On ne peut rien faire ici, sinon rêver, et trouver la vie belle et bonne. J’y étais très bien disposé, lorsque le retour de László m’a ramené au bruit, au monde, à l’ennui, à tout ce qui éparpille et réduit. László me fait consciencieusement les honneurs de son pays. Nous sortons tous les jours, déjeunant en compagnie à droite, dînant en gala à gauche, et ne rentrant d’ordinaire qu’au matin. Les repas sont abominablement longs, mais les poulets au paprika (espèce de poivre turc) et les vins de Hongrie excellens. Je vois des hommes qui mangent, boivent, rient, pleurent, comme ailleurs.
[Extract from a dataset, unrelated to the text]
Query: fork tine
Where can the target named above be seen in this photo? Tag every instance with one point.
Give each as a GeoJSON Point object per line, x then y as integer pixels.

Les femmes, d’une beauté puissante, d’une sensualité solide, ne montrent pas trop d’enthousiasme pour l’amour platonique. On leur baise les mains, des mains molles, sans nerfs, sans idées ; elles sourient. C’est bon signe quand les femmes sourient, dit un écrivain chinois.

Somme toute, ce sont d’excellentes gens, qui me prennent avec mon caractère, si opposé au leur, sans trop de difficulté. À deux pas de nous, la comtesse K…yi passe l’été dans une petite maison enfouie, comme la nôtre, dans des flots de verdure. Sa fenêtre s’ouvre à l’aube ; une tête blonde et vermeille paraît au milieu d’un cadre de feuillage : elle nous appelle, et nous passons une grande partie de la journée à lui raconter toute sorte de folles histoires. Dans l’après-midi, la comtesse nous mène dans ses vignes. On y mange de beau raisin, que ses belles mains (les seules intelligentes que j’ai rencontrées jusqu’ici) détachent avec des ciseaux d’or, des pêches fondantes, des figues parfumées. La comtesse dit des riens charmans qu’on écoute sérieusement ; on écoute, on regarde et on rentre à la tombée de la nuit pour recommencer le lendemain.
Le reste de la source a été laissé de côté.